A lot of this has to do with low interest rates, which have allowed companies to take on more debt without increasing their interest costs. And some critics worry that when interest rates do rise, coverage ratios will plunge. But in anticipation of that, companies have lengthened out their debt, so they may be able to maintain low interest payments long after rates go up. What’s more, the specter of higher rates has been hanging over the market for a while and still not materialized. Some economists think that demographics and structural forces will keep interest rates relatively low for much longer than before.

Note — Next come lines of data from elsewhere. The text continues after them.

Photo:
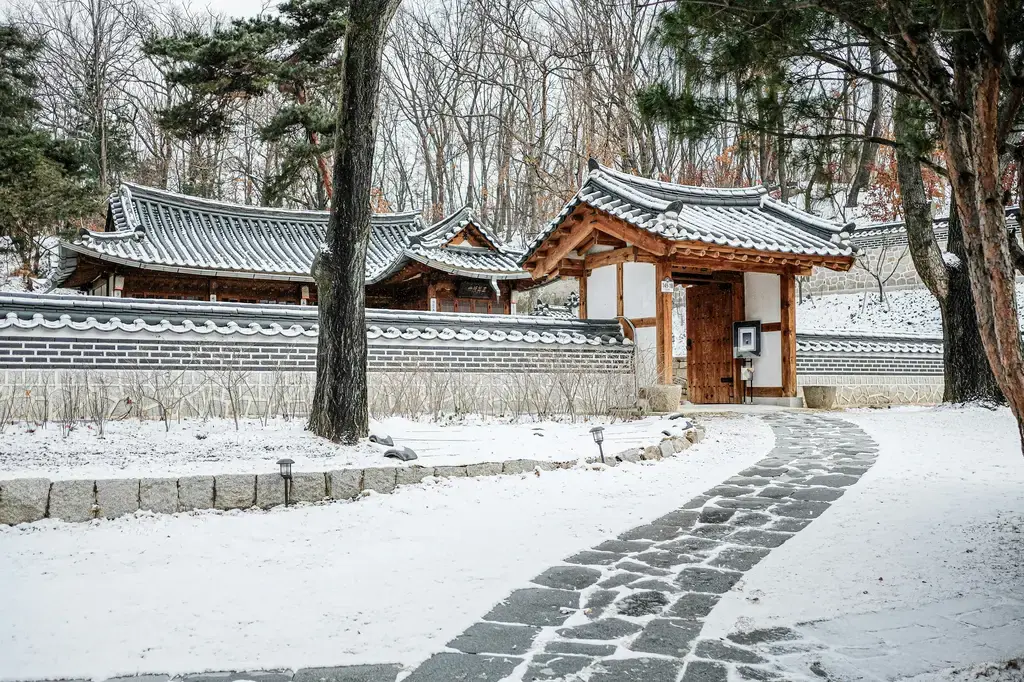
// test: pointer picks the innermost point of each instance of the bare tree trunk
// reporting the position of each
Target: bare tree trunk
(868, 150)
(967, 374)
(973, 154)
(339, 411)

And if President Donald Trump is able to get a tax bill passed with either a holiday or lower taxes to bring back cash from overseas, much of those returning dollars would most likely be used to pay down debt, lowering the burden on companies if rates do rise.

But the real problem of higher debt levels for investors is not that it will lead to a wave of Toys “R” Us-like bankruptcies but that it drains the cash that companies have to do the other things that boost their stock prices, earnings and by extension the economy over the long haul. Already, stock buybacks have been slipping lately, as are capital expenditures, which never really recovered after the financial crisis. Debt might not sink the stock market, but it certainly adds to the growing list of things that are sapping what has provided a lift for the last few years.

This column does not necessarily reflect the opinion of Bloomberg LP and its owners.